Die Irrungen werden weiter gehen. Wie wird der Graf aus den Turbulenzen als Don Giovanni hervorgehen? Auf die weitere Umsetzung der Trilogie darf man also unbedingt gespannt sein. Angesichts der sichtbar gewordenen, tiefen Verletzungen muss der Zuschauer sein eigenes Hoffnungspotential auf verbindliche menschliche Zuneigung selbst erhalten.
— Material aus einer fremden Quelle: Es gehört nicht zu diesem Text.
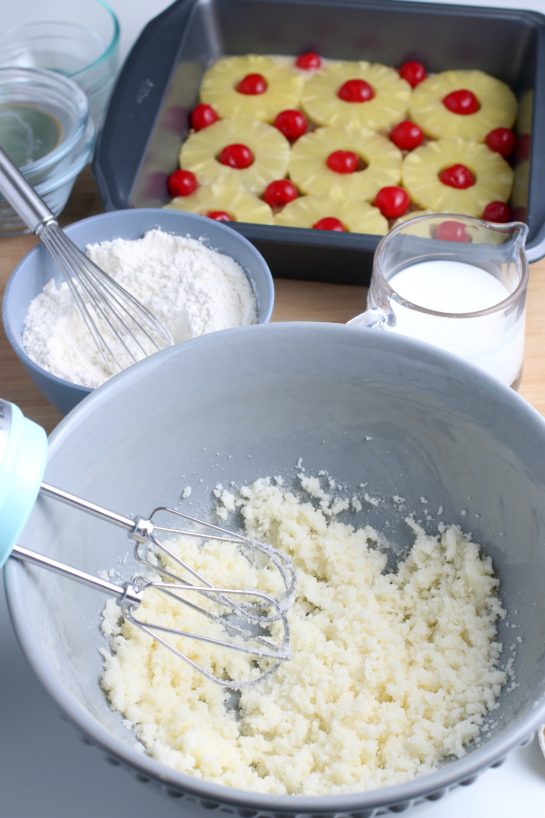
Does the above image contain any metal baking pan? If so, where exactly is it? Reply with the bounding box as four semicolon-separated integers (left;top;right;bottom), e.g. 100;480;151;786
93;0;545;284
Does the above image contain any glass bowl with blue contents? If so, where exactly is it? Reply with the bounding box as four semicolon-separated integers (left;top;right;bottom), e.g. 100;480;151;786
0;68;95;236
0;0;119;129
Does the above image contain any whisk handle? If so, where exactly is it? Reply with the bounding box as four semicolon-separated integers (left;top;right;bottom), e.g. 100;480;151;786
10;545;142;604
40;482;140;533
0;143;56;233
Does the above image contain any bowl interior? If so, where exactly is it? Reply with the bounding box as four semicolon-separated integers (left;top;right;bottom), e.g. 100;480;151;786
2;209;274;412
7;324;545;810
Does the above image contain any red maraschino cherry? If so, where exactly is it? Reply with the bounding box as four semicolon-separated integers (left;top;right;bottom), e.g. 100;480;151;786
438;162;475;190
374;185;411;219
274;108;308;142
236;74;267;96
167;170;199;196
191;102;219;131
326;151;359;174
295;51;322;71
398;60;427;88
337;79;375;102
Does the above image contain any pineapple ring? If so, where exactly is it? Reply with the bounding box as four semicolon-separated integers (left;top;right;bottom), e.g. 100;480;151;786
289;127;403;200
200;54;304;121
402;139;513;218
410;71;517;142
301;61;411;131
165;184;273;224
274;196;388;235
180;119;290;194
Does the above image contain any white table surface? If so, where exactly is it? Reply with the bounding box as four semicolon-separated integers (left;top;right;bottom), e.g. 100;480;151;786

Prächtig temperiert, mit musikantischem Schwung und nuancierter Feinnervigkeit spielt die Staatskapelle unter Maestro Barenboim auf. Die Dringlichkeit der menschlichen Interaktion auf der Bühne wird aus dem Orchestergraben laufend weiter beseelt.
Wird man die Wiederbegegnung mit einer solch beglückenden Aufführung nach der Krise in all ihrer sinnlichen Schönheit wieder ertragen können nach so langer Abstinenz? Einer Generation von Hörern so jung wie viele der mitwirkenden Sänger sollte sie etwas vermitteln können.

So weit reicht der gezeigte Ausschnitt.